Why Does Political Power Become So Central?
As societies grow, become denser, and more complex, it becomes necessary to stabilize forms of command. When cities develop, exchanges intensify, conflicts multiply, and resources must be organized, political power becomes a major issue. It is no longer simply a matter of managing a small group or a restricted local space, but sometimes of thousands, even millions, of people spread across vast territories.
Political power becomes central because it makes it possible to:
- establish rules;
- arbitrate conflicts;
- organize war and defense;
- levy taxes, tribute, or labor;
- control routes and resources;
- protect or regulate exchanges;
- coordinate collective works;
- assert a lasting legitimacy.
But this centrality does not mean uniformity. From one ancient world to another, power may rest more on kingship, the city, religion, local elites, the army, bureaucracy, or alliances. The variety of political forms is one of the major traits of Antiquity.
The City: A Fundamental Political Framework
The city occupies an essential place in many ancient worlds. It is not only a city in the material sense, but a political, legal, religious, and symbolic framework within which a community is organized. The city may be independent, integrated into a larger whole, dominant at a regional scale, or subjected to an external power.
The city often concentrates:
- political institutions;
- sanctuaries;
- market spaces;
- military functions;
- archives and places of memory;
- a strong collective identity.
In some cases, the city thinks of itself as a community of citizens or inhabitants politically defined. In others, it constitutes above all a center of power directed by an elite. One must therefore not project everywhere the particular model of the Greek city, even if that model has considerable importance.
What a City Often Makes Possible
- structuring a nearby territory;
- organizing local political life;
- producing a civic identity;
- concentrating resources;
- linking power, religion, and economy;
- serving as a base for expansion or resistance.
The city shows that domination can be exercised on a relatively compact scale, without immediately requiring an immense imperial structure.

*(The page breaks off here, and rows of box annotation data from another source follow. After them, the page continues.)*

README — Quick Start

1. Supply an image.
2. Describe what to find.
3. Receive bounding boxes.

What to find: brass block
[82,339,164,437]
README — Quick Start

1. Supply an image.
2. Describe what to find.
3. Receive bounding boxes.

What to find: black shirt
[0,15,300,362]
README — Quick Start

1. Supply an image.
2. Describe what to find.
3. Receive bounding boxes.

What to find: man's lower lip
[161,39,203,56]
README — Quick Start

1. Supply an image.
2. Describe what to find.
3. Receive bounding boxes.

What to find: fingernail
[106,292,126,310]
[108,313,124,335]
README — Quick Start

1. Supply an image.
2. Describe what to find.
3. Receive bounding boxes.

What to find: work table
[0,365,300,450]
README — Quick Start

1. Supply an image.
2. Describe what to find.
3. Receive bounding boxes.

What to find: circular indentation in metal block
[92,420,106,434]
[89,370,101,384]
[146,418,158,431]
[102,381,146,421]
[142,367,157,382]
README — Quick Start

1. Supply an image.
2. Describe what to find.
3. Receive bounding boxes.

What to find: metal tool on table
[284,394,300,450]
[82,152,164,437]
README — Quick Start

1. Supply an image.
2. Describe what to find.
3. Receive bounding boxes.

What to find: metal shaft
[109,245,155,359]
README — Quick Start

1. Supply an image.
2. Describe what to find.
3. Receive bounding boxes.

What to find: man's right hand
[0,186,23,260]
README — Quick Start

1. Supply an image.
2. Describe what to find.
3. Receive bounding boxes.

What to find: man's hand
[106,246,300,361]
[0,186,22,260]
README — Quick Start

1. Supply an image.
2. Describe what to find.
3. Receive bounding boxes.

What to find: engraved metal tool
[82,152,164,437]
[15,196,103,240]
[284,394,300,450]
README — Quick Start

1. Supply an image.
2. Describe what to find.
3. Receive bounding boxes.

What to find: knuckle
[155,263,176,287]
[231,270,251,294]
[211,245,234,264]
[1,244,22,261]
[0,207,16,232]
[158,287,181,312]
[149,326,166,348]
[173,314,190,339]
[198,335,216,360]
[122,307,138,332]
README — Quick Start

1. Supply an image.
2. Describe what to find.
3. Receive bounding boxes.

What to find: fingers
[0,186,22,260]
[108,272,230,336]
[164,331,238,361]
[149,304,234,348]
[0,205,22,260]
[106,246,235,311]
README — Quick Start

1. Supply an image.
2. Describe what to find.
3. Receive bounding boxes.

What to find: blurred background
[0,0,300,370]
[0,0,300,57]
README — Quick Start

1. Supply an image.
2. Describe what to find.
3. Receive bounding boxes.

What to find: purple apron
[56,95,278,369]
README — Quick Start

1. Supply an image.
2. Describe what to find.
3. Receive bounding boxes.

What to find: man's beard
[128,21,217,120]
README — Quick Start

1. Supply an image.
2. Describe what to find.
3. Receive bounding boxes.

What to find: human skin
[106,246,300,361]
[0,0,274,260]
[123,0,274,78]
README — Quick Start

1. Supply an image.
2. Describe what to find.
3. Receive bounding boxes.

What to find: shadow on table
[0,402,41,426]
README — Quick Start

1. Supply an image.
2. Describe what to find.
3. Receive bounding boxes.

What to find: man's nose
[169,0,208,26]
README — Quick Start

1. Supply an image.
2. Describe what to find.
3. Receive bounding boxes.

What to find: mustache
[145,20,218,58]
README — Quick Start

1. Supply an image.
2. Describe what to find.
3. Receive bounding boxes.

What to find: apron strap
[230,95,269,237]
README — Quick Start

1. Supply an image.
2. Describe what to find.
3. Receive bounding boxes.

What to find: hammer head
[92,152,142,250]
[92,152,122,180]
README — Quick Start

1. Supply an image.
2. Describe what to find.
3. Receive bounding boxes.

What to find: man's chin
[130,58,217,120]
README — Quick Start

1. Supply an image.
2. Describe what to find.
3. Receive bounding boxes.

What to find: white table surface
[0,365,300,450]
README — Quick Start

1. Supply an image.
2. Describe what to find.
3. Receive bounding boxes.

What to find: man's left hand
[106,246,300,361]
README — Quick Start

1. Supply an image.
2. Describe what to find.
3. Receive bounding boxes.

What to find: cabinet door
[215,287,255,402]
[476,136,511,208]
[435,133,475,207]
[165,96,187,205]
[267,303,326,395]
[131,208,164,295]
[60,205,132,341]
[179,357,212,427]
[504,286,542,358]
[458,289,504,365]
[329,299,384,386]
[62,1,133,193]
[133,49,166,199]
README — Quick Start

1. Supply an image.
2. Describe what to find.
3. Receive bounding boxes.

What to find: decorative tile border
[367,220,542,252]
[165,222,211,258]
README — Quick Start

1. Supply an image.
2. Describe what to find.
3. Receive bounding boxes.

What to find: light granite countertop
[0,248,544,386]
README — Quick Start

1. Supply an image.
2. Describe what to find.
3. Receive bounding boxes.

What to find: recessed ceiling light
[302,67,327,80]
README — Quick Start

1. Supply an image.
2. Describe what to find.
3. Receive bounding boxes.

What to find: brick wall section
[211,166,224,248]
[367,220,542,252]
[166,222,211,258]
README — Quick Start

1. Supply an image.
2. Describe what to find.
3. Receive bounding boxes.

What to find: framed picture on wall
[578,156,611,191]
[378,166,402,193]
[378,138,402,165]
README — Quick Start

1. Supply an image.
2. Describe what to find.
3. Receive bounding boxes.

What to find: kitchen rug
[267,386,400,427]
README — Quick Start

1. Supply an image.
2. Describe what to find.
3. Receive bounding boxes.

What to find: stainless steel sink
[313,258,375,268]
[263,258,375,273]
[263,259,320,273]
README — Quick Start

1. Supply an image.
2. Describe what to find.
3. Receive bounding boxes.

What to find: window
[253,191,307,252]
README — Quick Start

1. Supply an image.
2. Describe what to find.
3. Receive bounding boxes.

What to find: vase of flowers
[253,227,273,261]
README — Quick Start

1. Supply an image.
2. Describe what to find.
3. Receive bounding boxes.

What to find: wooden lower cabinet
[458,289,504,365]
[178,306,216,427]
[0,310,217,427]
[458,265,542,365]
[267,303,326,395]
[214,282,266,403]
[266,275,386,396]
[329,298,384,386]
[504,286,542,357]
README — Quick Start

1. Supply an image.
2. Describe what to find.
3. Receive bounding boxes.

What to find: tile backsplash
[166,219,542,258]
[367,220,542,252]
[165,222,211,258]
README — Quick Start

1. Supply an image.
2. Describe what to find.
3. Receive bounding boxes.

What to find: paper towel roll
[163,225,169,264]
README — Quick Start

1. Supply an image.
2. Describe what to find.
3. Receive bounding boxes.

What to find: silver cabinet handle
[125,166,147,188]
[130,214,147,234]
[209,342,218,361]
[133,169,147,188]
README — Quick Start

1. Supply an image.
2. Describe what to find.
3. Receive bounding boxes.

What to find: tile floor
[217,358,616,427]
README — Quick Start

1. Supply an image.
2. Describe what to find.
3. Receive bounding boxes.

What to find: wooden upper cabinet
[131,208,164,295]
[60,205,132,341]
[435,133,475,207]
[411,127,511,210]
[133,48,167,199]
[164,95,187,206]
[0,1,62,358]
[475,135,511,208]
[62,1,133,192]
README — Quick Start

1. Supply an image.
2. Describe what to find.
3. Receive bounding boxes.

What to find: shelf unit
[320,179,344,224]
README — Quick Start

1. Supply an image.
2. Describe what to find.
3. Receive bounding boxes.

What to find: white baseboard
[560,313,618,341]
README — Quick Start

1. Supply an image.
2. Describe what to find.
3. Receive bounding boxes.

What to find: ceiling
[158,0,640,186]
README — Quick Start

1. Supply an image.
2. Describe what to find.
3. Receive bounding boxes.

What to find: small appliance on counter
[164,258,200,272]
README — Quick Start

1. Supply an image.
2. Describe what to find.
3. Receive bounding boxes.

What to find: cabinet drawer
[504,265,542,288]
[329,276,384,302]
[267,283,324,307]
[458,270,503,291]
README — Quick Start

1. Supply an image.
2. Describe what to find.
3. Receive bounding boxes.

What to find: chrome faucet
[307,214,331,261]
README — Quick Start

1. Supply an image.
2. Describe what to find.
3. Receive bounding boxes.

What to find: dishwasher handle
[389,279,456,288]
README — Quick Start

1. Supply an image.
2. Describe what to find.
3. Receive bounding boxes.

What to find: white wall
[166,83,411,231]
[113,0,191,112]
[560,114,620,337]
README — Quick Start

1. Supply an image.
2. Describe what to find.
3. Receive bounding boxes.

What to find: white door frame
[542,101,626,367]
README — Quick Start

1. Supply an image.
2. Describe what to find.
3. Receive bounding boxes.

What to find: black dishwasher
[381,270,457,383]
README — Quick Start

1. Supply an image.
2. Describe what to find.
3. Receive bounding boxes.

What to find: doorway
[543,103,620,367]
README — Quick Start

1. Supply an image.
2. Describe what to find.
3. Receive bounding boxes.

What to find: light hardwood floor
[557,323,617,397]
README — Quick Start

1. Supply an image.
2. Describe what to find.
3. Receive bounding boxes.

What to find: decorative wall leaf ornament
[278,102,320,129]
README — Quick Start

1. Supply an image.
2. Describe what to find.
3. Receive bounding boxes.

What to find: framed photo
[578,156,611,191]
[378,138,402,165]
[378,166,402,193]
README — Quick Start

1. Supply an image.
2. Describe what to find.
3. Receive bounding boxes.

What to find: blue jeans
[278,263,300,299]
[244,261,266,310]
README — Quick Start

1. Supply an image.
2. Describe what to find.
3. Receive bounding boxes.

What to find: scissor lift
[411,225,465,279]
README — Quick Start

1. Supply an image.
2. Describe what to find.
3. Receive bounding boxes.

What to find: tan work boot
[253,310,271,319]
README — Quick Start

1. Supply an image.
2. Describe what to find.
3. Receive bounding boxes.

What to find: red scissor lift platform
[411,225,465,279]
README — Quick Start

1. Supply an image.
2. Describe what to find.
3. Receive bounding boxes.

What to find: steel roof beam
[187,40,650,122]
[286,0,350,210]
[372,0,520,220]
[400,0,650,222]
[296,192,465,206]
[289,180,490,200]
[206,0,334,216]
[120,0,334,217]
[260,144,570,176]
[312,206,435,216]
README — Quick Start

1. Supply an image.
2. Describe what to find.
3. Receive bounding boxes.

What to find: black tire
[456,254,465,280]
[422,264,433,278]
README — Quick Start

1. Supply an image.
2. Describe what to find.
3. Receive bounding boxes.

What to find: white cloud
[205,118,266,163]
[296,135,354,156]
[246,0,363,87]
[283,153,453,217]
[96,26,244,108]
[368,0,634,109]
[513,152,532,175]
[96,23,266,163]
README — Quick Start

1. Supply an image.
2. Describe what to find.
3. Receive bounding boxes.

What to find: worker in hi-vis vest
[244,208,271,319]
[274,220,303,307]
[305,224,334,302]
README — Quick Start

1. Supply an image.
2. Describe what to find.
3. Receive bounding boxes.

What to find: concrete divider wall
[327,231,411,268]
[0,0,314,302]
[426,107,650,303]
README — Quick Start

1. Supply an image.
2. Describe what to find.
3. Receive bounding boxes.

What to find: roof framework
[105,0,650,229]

Kingdoms: Personalization and Continuity of Power
The kingdom constitutes another major political form of the ancient world. It generally rests on a sovereign figure, a dynasty, a court, and a more or less strong capacity to govern a territory beyond a single city. A kingdom may be modest or very vast, stable or fragile, centralized or composite.
Royal power often relies on several elements:
- dynastic legitimacy;
- religious or sacred authority;
- military capacity;
- an aristocratic or administrative entourage;
- secondary political centers;
- forms of personal or territorial loyalty.
The kingdom makes it possible to extend power beyond the strict framework of the city. It often links several cities, countrysides, sanctuaries, and regions within a broader whole. But it frequently remains dependent on the personality of the sovereign, the efficiency of her or his relays, and the ability to maintain the loyalty of elites.
Strengths of the Royal Model
- dynastic continuity;
- visible embodiment of power;
- capacity for territorial unification;
- flexibility in integrating diverse regions;
- articulation between political authority and sacred prestige.
Possible Fragilities
- succession crises;
- revolts of elites;
- dependence on the sovereign’s figure;
- difficulty controlling the peripheries;
- instability in the event of military defeat.
The kingdom thus appears as an important intermediate form between local power and imperial domination.
Empire: Expanding, Integrating, Dominating
Empire constitutes one of the most visible forms of ancient domination, but it should not be considered the natural horizon of all ancient politics. An empire is a vast, often multiethnic, multilingual, and multicultural whole, organized around a center of power that dominates other peoples, regions, or political entities.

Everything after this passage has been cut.